Member of the West Bengal Legislative Assembly
- In office 2016 – 4 May 2026
- Preceded by: Anandamoy Mondal
- Succeeded by: Rekha Patra
- Constituency: Hingalganj

Personal details
- Born: 1965 (age 60–61) Hingalganj, North 24 Parganas, West Bengal
- Party: All India Trinamool Congress
- Education: Graduation (University of Calcutta)

= Debes Mondal =

Indian politician

Debes Mondal (born 1965) is an Indian politician from West Bengal. He is a member of the West Bengal Legislative Assembly from Hingalganj Assembly constituency, which is reserved for Scheduled Caste community, in North 24 Parganas district. He won the 2021 West Bengal Legislative Assembly election representing the All India Trinamool Congress.

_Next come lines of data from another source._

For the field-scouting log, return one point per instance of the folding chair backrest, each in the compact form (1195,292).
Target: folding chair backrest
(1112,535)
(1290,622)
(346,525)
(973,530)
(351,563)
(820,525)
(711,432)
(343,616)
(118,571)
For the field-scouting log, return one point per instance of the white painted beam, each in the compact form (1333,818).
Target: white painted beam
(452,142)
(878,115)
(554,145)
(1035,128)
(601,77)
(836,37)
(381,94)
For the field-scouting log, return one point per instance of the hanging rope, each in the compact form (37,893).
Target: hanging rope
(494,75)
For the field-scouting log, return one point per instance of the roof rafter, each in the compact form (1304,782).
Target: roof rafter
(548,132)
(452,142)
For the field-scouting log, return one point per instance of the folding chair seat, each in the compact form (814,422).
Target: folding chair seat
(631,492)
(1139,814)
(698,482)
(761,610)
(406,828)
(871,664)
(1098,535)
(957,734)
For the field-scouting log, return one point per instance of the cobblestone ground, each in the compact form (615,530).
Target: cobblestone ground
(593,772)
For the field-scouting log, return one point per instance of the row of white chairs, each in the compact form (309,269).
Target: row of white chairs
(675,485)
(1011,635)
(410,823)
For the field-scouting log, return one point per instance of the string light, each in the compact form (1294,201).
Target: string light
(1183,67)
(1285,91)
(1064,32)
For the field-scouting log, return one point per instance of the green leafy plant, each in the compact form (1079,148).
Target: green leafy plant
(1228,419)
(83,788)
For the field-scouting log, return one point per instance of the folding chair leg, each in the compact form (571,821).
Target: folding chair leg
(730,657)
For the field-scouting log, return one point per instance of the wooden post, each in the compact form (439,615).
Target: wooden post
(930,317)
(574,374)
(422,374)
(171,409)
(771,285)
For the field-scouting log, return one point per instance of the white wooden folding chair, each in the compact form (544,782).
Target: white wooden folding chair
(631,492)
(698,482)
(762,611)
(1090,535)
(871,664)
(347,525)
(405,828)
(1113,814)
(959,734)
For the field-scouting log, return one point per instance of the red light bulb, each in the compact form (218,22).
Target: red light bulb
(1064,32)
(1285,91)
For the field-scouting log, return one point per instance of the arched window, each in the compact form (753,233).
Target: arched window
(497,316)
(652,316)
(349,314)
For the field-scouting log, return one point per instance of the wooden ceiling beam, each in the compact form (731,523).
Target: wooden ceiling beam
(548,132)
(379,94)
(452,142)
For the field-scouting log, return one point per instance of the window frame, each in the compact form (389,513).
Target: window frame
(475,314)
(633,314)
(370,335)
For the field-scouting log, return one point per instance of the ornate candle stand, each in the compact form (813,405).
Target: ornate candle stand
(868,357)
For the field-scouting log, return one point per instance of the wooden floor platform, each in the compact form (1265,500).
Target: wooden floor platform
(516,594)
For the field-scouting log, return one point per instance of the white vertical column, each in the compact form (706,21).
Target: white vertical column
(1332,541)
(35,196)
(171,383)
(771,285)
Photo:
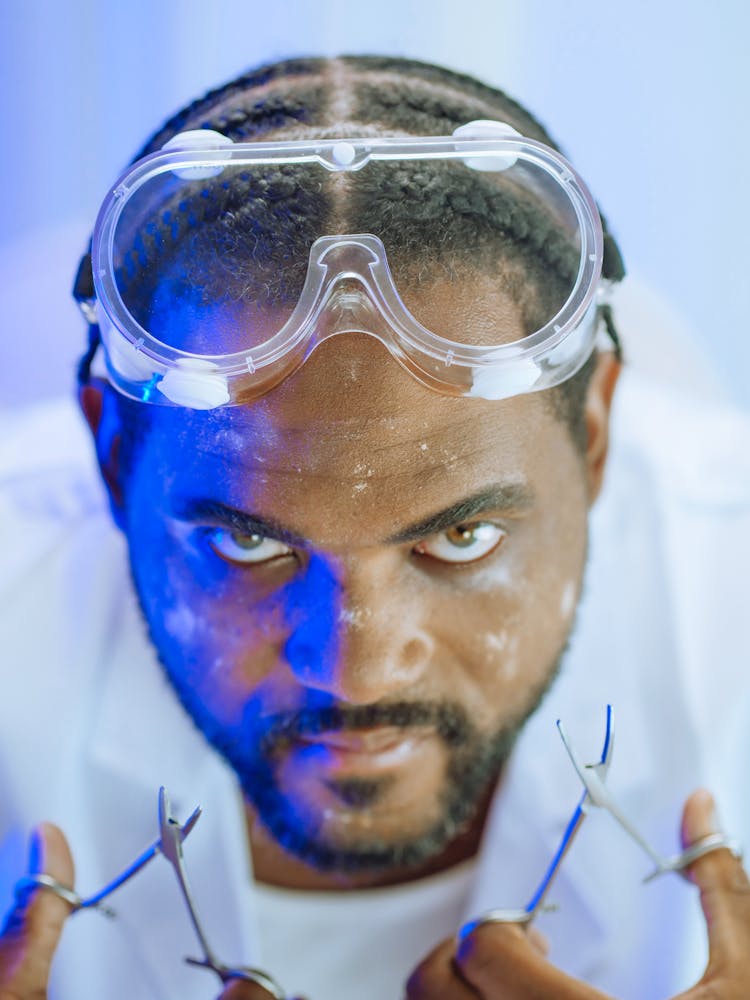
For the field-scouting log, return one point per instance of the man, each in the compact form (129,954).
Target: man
(358,559)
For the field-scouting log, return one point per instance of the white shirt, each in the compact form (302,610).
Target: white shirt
(89,728)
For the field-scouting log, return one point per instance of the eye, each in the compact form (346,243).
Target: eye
(245,549)
(463,543)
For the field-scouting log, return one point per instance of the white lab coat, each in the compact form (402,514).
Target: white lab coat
(89,729)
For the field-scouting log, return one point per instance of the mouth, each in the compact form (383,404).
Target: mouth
(365,751)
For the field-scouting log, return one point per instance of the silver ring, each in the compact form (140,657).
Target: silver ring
(258,977)
(518,917)
(43,881)
(712,842)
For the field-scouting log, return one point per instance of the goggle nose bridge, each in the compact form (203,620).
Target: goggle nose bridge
(350,274)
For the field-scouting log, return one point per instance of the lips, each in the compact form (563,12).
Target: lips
(366,750)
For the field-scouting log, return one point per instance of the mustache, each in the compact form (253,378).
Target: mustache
(450,721)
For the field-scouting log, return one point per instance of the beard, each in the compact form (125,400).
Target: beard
(474,762)
(255,747)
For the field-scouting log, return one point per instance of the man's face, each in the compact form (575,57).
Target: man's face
(359,589)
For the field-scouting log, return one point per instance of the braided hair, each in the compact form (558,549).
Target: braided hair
(406,205)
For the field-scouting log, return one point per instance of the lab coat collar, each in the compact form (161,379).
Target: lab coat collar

== Early life and education ==
Mandal is from Hingalganj, North 24 Parganas district, West Bengal. He is the son of Binod Bihari Mandal. He completed his graduation in 1990 at Basirhat College, which is affiliated with University of Calcutta.

== Career ==
Mandal won from Hingalganj Assembly constituency representing All India Trinamool Congress in the 2021 West Bengal Legislative Assembly election. He polled 104,706 votes and defeated his nearest rival, Nemai Das of the Bharatiya Janata Party, by a margin of 24,916 votes. He first became an MLA winning the 2016 West Bengal Legislative Assembly election defeating Anandamay Mandal by a margin of 30,304 votes.